Multiple concurrent tool calls can each have their own progress token. The client uses the token to route incoming progress notifications to the right call. If you have two parallel file-processing tools running simultaneously, each has a unique token, and their progress events are independent. The server simply sends each notification with its respective token.

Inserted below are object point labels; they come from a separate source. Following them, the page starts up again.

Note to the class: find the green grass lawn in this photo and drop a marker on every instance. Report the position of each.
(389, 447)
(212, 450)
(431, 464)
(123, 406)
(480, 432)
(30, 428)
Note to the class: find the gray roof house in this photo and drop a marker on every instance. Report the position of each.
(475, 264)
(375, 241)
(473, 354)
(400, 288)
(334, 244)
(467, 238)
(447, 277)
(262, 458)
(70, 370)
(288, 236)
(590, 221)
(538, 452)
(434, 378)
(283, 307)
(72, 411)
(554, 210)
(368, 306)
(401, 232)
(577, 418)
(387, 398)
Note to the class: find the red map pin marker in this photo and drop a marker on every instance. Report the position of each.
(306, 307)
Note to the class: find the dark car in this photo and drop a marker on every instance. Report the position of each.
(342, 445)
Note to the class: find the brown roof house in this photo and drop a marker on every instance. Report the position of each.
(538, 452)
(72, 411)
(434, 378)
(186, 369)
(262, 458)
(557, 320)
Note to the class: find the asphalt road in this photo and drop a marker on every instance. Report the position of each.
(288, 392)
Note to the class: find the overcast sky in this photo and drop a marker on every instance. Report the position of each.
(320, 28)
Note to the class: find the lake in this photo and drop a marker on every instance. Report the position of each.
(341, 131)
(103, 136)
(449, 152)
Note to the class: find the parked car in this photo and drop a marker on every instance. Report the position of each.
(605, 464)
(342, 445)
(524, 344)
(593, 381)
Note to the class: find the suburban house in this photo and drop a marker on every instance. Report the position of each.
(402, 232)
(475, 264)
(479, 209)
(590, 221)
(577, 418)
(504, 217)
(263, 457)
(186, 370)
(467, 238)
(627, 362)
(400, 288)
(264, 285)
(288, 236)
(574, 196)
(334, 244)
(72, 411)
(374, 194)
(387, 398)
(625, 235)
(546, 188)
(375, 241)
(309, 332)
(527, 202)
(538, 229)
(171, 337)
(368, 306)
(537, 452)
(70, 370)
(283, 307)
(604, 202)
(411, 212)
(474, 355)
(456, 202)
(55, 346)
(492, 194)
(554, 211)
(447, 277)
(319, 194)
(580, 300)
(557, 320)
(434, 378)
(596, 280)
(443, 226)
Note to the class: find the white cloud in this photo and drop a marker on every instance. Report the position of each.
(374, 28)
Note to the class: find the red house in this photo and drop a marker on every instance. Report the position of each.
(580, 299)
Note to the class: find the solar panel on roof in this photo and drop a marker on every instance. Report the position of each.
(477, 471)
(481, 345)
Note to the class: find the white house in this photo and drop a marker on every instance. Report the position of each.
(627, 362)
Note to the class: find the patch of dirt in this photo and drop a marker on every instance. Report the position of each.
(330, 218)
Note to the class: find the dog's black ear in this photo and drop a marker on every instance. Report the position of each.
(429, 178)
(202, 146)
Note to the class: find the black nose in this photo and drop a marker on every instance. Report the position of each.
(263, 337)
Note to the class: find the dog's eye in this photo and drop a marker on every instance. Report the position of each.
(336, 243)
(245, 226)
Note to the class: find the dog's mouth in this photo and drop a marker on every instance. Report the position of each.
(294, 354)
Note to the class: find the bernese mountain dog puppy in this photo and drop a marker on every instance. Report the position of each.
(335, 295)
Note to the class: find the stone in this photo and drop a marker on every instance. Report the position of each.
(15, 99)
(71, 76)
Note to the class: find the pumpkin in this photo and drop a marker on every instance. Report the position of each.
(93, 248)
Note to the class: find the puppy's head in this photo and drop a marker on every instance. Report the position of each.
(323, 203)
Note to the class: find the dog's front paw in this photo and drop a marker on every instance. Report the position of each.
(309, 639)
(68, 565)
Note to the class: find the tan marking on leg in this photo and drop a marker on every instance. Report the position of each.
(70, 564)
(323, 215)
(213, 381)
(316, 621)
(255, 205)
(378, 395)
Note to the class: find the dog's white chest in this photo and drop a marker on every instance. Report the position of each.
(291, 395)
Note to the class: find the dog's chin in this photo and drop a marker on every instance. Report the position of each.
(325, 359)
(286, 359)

TypeScript — bulk file processing with progress notificationsserver.tool(
  'bulk_process_files',
  { directory: z.string(), pattern: z.string().default('**/*.ts') },
  async ({ directory, pattern }, { meta }) => {
    const files = await glob(pattern, { cwd: directory });
    const progressToken = meta?.progressToken;
    const results: string[] = [];

    for (let i = 0; i < files.length; i++) {
      const file = files[i];

      // Send progress notification only if the client wants it
      if (progressToken !== undefined) {
        await server.server.sendProgress({
          progressToken,
          progress: i + 1,
          total: files.length,
          message: `Processing ${file} (${i + 1}/${files.length})`
        });
      }

      const analysis = await analyzeFile(path.join(directory, file));
      results.push(
        `${file}: ${analysis.linesOfCode} lines, complexity ${analysis.cyclomaticComplexity}`
      );
    }

    return {
      content: [{
        type: 'text',
        text: `Processed ${files.length} files:\n\n${results.join('\n')}`
      }]
    };
  }
);

From the client side, progress tokens are created by the caller and injected into the request's _meta field. In practice with Claude Desktop and similar hosts, the host manages token generation and display automatically. When building your own MCP client, you allocate tokens from a counter or UUID generator, subscribe to progress notifications filtered by that token, and update your UI accordingly. When the tool call completes (whether success or error), the token's lifecycle ends.

ℹ️
Progress tokens are a capability, not a requirement. The host may not provide a token even for long-running tools. Write your handlers to work correctly whether or not a token is present. The pattern if (progressToken !== undefined) { await sendProgress(...); } is the correct guard — not a null check, because an integer 0 is a valid token.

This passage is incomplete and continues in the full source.